Los faros del coche iluminaron un cartel de «Se vende» en el jardín de los Nussbaum. Myron había ido al instituto con su hijo Steve, aunque todos le llamaban «Nuss» o «Baum», un chico amable. A Myron le caía muy bien pero, por alguna razón, no frecuentaba su compañía. Los Nussbaum eran una de las familias más antiguas de la zona, compraron su parcela cuando empezaron a urbanizar estas tierras de cultivo, cuarenta años atrás. Los Nussbaum amaban el lugar. Les encantaba la jardinería y trabajar en el cenador del patio de atrás. Les traían a los Bolitar los tomates del huerto que les sobraban; si no has probado nunca un tomate de Jersey en agosto, no lo puedes entender. Ahora, incluso los Nussbaum se marchaban de allí.

Myron aparcó en el camino. Vio un movimiento en la ventana. Lo más probable es que su padre estuviera esperándole, atento como un centinela silencioso. Cuando Myron era un adolescente no tenía una hora límite para regresar a casa porque, como le explicó su padre, había demostrado ser lo bastante responsable y no hacía falta. Al Bolitar dormía fatal, y Myron no recordaba ni una sola vez, no importaba a qué hora volviese a casa, que su padre no estuviese levantado esperándole. Su padre necesitaba que todo estuviese en su lugar antes de cerrar los ojos. Myron se preguntó si todavía seguía siendo así, y por qué su sueño se alteró cuando su hijo menor escapó con Kitty y nunca más volvió.

Aparcó el coche. Suzze estaba muerta. Nunca había sido muy bueno para negar la realidad, pero aún le costaba trabajo conseguir que su cerebro lo aceptase. Ella había estado a punto de iniciar el siguiente gran capítulo de su vida: la maternidad. A menudo imaginaba el día en que sus propios padres llegaron a esa vivienda; su padre trabajaba en el almacén de Newark y su madre estaba embarazada. Se imaginaba a El-Al jóvenes, cogidos de la mano y caminando por el sendero de cemento, mirando la casa de dos plantas y decidiendo que éste sería el lugar que acogería a su nueva familia y albergaría sus sueños e ilusiones. Ahora se preguntaba si, cuando miraban atrás, sentían que aquellos sueños se habían hecho realidad o si se arrepentirían de algo. Se preguntaba: si mamá y papá pudiesen volver atrás y entrar de nuevo por este camino de cemento agrietado, ¿continuarían avanzando cogidos de la mano o darían media vuelta y dejarían que el destino les llevase a alguna otra parte?

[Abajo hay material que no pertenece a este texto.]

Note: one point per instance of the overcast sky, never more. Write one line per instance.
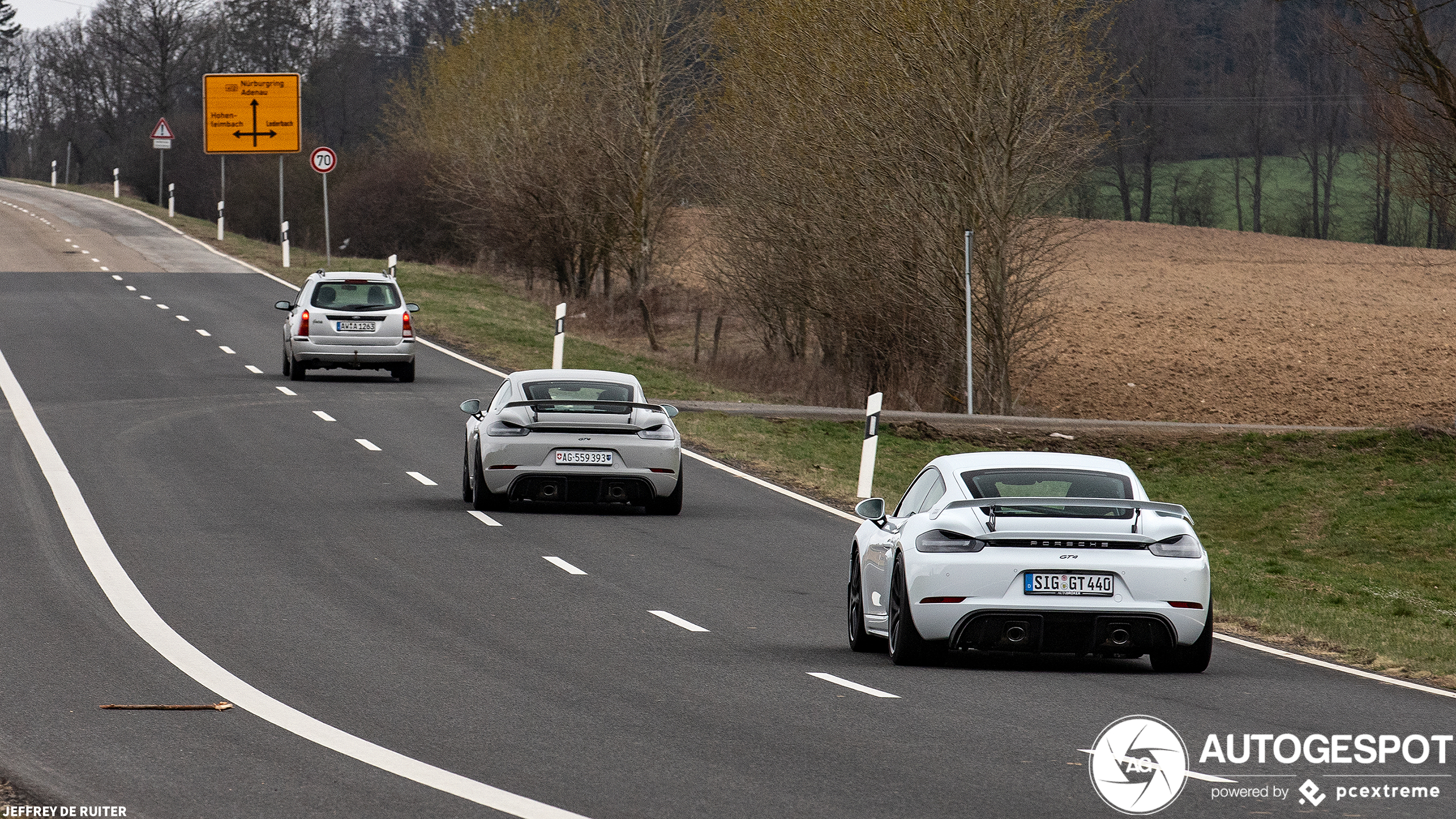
(40, 14)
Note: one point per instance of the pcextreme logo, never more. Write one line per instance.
(1139, 766)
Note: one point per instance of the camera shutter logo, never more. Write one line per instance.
(1139, 766)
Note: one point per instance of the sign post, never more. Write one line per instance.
(324, 160)
(161, 140)
(252, 114)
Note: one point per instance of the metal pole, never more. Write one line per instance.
(328, 244)
(970, 360)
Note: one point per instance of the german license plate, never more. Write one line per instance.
(1069, 584)
(584, 457)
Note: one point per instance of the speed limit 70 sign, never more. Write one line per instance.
(324, 159)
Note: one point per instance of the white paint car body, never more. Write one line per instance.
(1139, 597)
(511, 445)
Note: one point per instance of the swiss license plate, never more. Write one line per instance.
(584, 457)
(1069, 584)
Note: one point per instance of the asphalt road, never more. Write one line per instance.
(324, 575)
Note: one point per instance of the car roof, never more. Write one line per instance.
(967, 461)
(574, 374)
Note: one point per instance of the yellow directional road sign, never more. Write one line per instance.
(251, 114)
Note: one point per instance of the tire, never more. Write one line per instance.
(859, 641)
(906, 644)
(673, 504)
(483, 499)
(1188, 660)
(467, 493)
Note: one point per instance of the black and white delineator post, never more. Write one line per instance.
(867, 454)
(970, 399)
(559, 342)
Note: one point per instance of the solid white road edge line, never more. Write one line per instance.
(567, 568)
(749, 477)
(1334, 667)
(139, 614)
(852, 685)
(766, 485)
(678, 620)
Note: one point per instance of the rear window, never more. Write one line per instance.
(1050, 483)
(356, 296)
(580, 395)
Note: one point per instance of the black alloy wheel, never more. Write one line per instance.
(906, 644)
(1188, 660)
(859, 641)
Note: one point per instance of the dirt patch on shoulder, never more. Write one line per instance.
(1203, 325)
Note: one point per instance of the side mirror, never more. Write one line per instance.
(871, 510)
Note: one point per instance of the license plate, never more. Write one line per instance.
(584, 457)
(1069, 584)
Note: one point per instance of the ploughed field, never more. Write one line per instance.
(1188, 323)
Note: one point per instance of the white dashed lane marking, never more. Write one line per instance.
(678, 620)
(484, 518)
(567, 568)
(852, 685)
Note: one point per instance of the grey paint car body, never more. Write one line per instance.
(533, 454)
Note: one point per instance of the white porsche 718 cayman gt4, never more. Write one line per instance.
(1030, 552)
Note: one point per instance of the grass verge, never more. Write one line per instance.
(1337, 546)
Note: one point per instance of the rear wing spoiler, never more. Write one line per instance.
(992, 504)
(545, 405)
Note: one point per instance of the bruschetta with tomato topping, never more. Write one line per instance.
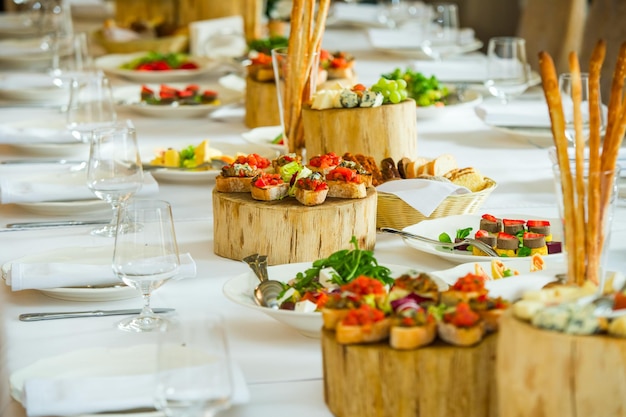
(237, 177)
(461, 326)
(412, 328)
(269, 187)
(464, 289)
(365, 324)
(311, 190)
(345, 183)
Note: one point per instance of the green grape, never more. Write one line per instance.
(395, 97)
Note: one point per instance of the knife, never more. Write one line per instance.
(78, 314)
(27, 225)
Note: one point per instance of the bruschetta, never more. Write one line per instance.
(461, 326)
(365, 324)
(311, 190)
(269, 187)
(345, 183)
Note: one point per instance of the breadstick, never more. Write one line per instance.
(593, 229)
(553, 98)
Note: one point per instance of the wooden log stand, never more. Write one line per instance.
(543, 373)
(261, 104)
(287, 231)
(381, 132)
(437, 380)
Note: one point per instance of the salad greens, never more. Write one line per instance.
(348, 263)
(426, 91)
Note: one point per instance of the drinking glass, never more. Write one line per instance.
(146, 256)
(91, 105)
(507, 69)
(114, 172)
(565, 86)
(194, 376)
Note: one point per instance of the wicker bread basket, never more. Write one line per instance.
(395, 212)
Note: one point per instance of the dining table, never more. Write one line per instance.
(283, 369)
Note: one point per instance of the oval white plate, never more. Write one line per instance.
(450, 224)
(93, 255)
(470, 98)
(111, 64)
(510, 288)
(130, 97)
(263, 136)
(240, 290)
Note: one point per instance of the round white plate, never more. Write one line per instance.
(111, 64)
(32, 88)
(240, 290)
(130, 97)
(469, 99)
(60, 208)
(450, 224)
(263, 136)
(510, 288)
(93, 255)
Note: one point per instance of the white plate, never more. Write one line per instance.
(97, 255)
(60, 208)
(130, 97)
(240, 290)
(32, 88)
(263, 136)
(510, 288)
(450, 224)
(111, 64)
(470, 99)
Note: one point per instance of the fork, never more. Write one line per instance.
(467, 241)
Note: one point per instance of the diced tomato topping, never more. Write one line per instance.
(511, 222)
(268, 180)
(363, 285)
(343, 174)
(537, 223)
(463, 316)
(363, 315)
(490, 217)
(328, 160)
(470, 283)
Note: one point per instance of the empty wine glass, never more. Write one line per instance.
(507, 69)
(114, 171)
(91, 105)
(194, 376)
(565, 86)
(145, 257)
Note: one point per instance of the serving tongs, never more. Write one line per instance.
(488, 250)
(267, 292)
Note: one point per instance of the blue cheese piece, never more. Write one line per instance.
(371, 99)
(326, 275)
(348, 98)
(553, 318)
(583, 321)
(305, 306)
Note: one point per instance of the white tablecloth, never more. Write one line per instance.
(283, 368)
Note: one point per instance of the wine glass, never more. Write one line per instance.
(91, 105)
(507, 69)
(114, 172)
(194, 376)
(565, 87)
(146, 256)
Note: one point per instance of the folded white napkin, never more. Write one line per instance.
(217, 38)
(521, 113)
(92, 267)
(471, 69)
(120, 382)
(423, 195)
(56, 183)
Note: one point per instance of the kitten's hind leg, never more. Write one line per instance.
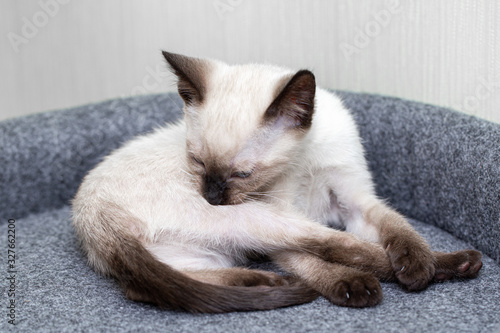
(341, 285)
(410, 255)
(461, 264)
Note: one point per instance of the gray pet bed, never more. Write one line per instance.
(440, 168)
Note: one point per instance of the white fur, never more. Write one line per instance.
(151, 183)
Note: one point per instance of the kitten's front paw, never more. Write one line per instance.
(357, 291)
(412, 262)
(461, 264)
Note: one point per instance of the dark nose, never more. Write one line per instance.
(214, 189)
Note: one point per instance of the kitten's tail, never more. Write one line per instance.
(146, 279)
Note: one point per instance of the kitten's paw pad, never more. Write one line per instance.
(413, 263)
(358, 291)
(462, 264)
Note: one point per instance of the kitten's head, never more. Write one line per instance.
(244, 124)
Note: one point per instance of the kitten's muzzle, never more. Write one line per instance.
(214, 190)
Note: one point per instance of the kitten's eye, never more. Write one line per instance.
(241, 174)
(197, 160)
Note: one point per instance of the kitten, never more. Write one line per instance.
(261, 163)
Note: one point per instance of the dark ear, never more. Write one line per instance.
(294, 106)
(191, 73)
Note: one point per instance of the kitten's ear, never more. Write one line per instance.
(191, 74)
(294, 106)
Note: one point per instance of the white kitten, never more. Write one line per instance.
(261, 163)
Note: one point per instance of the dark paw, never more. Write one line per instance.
(412, 262)
(358, 291)
(461, 264)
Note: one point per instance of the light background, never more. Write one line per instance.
(61, 53)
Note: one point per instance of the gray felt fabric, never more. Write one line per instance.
(438, 167)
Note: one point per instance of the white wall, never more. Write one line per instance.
(60, 53)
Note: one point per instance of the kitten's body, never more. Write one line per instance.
(262, 162)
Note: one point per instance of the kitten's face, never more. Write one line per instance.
(244, 124)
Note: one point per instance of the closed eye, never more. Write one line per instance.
(241, 174)
(197, 160)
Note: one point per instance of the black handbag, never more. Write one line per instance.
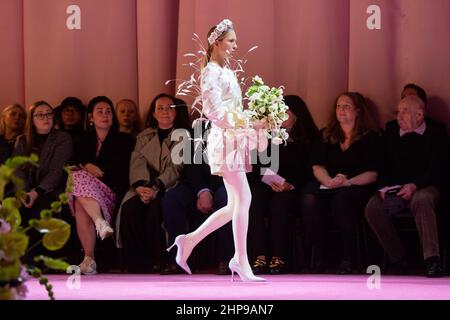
(392, 204)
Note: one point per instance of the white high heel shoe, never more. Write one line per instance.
(235, 267)
(180, 242)
(88, 266)
(104, 230)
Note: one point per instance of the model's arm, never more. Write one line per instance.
(213, 105)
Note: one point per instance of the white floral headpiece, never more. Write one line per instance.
(220, 28)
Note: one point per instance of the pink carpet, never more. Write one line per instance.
(213, 287)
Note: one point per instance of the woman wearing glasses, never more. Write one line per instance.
(345, 166)
(43, 183)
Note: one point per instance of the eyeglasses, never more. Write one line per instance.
(344, 107)
(42, 116)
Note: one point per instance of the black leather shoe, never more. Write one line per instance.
(277, 266)
(259, 266)
(171, 268)
(435, 270)
(223, 268)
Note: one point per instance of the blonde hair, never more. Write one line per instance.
(5, 111)
(211, 45)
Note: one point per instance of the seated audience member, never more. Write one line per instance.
(43, 183)
(70, 117)
(345, 167)
(277, 202)
(128, 116)
(413, 89)
(152, 173)
(12, 122)
(415, 160)
(192, 201)
(101, 178)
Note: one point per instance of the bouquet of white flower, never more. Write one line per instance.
(267, 110)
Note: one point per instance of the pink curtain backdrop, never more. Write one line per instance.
(315, 48)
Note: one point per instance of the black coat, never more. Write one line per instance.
(55, 154)
(5, 150)
(113, 158)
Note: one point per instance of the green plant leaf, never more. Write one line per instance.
(13, 244)
(10, 212)
(46, 214)
(9, 270)
(56, 264)
(56, 231)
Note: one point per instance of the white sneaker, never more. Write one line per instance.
(103, 229)
(88, 266)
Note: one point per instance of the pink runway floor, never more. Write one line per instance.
(213, 287)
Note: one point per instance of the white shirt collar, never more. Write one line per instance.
(420, 130)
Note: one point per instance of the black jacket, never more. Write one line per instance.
(113, 158)
(49, 176)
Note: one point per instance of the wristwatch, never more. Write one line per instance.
(156, 189)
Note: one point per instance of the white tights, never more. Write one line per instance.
(237, 210)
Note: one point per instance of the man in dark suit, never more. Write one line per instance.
(415, 159)
(192, 201)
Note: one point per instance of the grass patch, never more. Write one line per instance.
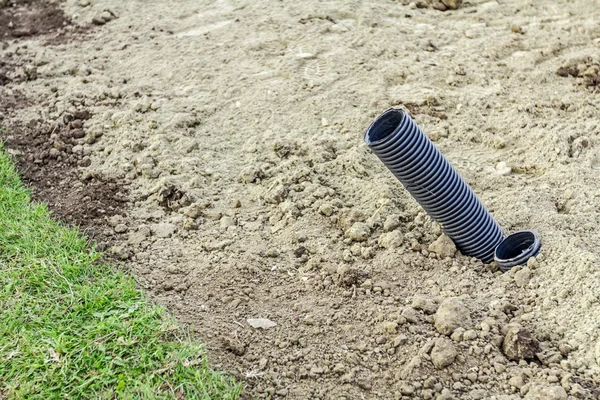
(75, 328)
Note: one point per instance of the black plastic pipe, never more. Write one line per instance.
(401, 145)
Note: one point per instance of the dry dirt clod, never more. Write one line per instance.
(450, 315)
(443, 353)
(452, 4)
(522, 277)
(425, 304)
(358, 232)
(518, 344)
(537, 392)
(391, 240)
(443, 246)
(164, 230)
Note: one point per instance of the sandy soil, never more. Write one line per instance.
(234, 129)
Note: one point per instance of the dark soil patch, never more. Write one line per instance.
(23, 18)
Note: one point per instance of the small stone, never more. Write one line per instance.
(443, 353)
(438, 5)
(514, 28)
(326, 209)
(425, 304)
(518, 344)
(391, 240)
(121, 228)
(400, 340)
(407, 389)
(537, 392)
(443, 246)
(446, 395)
(503, 169)
(339, 368)
(317, 371)
(359, 232)
(410, 315)
(522, 277)
(226, 222)
(450, 315)
(452, 4)
(391, 222)
(517, 381)
(120, 252)
(262, 323)
(164, 230)
(549, 356)
(234, 346)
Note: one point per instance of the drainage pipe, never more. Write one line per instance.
(401, 145)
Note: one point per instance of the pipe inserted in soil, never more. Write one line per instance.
(401, 145)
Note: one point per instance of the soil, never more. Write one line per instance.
(218, 148)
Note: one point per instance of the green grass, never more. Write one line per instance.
(72, 327)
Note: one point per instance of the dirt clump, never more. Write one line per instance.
(25, 18)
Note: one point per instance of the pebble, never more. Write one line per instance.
(439, 5)
(424, 304)
(516, 29)
(537, 392)
(517, 381)
(410, 315)
(391, 240)
(522, 277)
(445, 395)
(443, 246)
(452, 4)
(326, 209)
(389, 327)
(450, 315)
(503, 169)
(391, 222)
(400, 340)
(226, 222)
(518, 344)
(262, 323)
(121, 228)
(443, 353)
(359, 232)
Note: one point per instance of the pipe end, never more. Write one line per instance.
(384, 126)
(516, 249)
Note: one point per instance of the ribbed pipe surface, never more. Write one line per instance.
(401, 145)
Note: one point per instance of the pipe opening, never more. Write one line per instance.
(387, 124)
(517, 248)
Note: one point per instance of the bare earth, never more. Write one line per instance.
(227, 137)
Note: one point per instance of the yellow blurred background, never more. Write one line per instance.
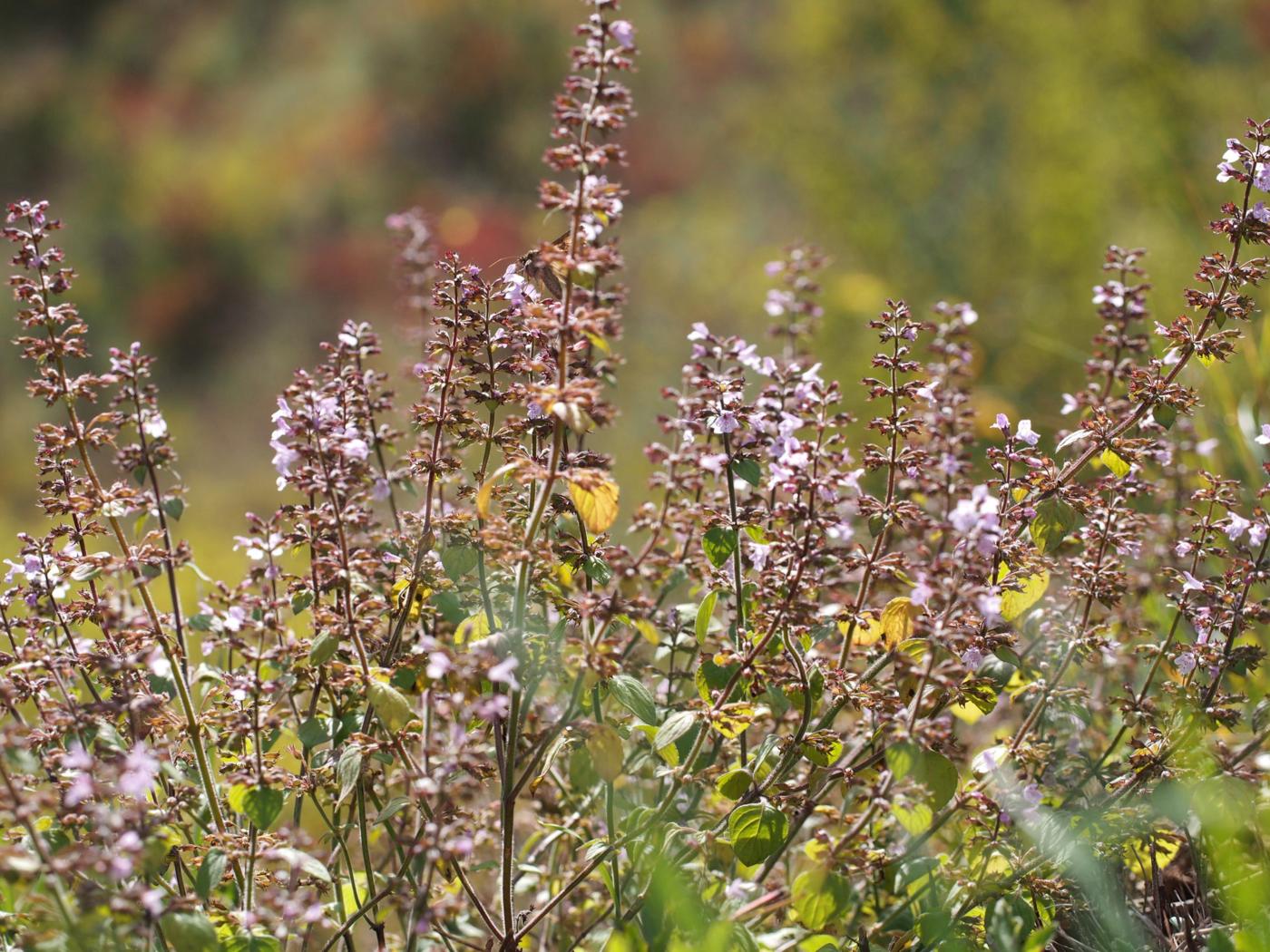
(225, 170)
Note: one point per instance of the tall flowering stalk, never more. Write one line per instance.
(962, 685)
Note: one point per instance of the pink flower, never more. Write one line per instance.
(624, 34)
(1236, 526)
(1026, 433)
(140, 768)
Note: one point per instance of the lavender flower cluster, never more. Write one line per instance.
(954, 687)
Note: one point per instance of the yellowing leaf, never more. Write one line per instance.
(734, 719)
(594, 498)
(1013, 605)
(1138, 852)
(1115, 463)
(474, 627)
(967, 714)
(421, 596)
(867, 632)
(486, 488)
(897, 619)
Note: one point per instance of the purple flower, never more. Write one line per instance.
(622, 32)
(1257, 533)
(1026, 433)
(724, 422)
(1111, 294)
(1261, 177)
(1236, 526)
(140, 768)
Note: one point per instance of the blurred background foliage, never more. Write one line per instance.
(226, 167)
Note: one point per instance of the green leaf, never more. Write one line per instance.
(390, 704)
(211, 872)
(757, 831)
(916, 819)
(931, 770)
(704, 613)
(821, 898)
(736, 783)
(719, 543)
(637, 698)
(1053, 520)
(190, 932)
(747, 470)
(675, 727)
(262, 805)
(597, 570)
(348, 771)
(902, 759)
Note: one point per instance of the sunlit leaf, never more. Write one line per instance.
(756, 831)
(594, 497)
(821, 897)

Muy pronto Myron también estaría casado. Terese no podía tener hijos. Lo sabía. Durante toda su vida había deseado fundar una familia americana de ensueño: la casa, la cerca blanca, el garaje para dos coches, los 2,4 hijos, la barbacoa en el jardín, el aro de baloncesto en el garaje; en resumen, la vida de personas como los Nussbaum, los Brown, los Lyon, y los Fronteras y los El-Al Bolitar. Al parecer, no iba ser así.

Mamá había hablado con franqueza, y tenía razón en lo de vender la casa. No puedes aferrarte demasiado. Quería a Terese en casa, con él, allí donde pertenecía, porque al final sólo tu amante puede hacer que el mundo desaparezca; sí, sabía lo cursi que sonaba eso.

Myron se adentró por ese camino, perdido en sus pensamientos, y quizá por eso no intuyó el peligro que se cernía sobre él. O quizás el agresor era una persona buena y paciente, acurrucada en la oscuridad, a la espera de que Myron se acercase lo suficiente o estuviese lo bastante distraído para atacarle.

Primero vio el destello de luz. Veinte años atrás, su padre había instalado unos sensores de movimientos que encendían las luces de delante de la casa. Había sido una gran maravilla para sus padres, como el invento del fuego o la televisión por cable. Durante semanas, El-Al habían puesto a prueba esta nueva tecnología, caminaban o se arrastraban con la intención de comprobar si podían engañar al detector de movimientos. Mamá y papá se acercaban desde diversos ángulos, a distintas velocidades, riéndose a carcajadas cada vez que la luz se encendía, pillándoles todas las veces. Los placeres sencillos.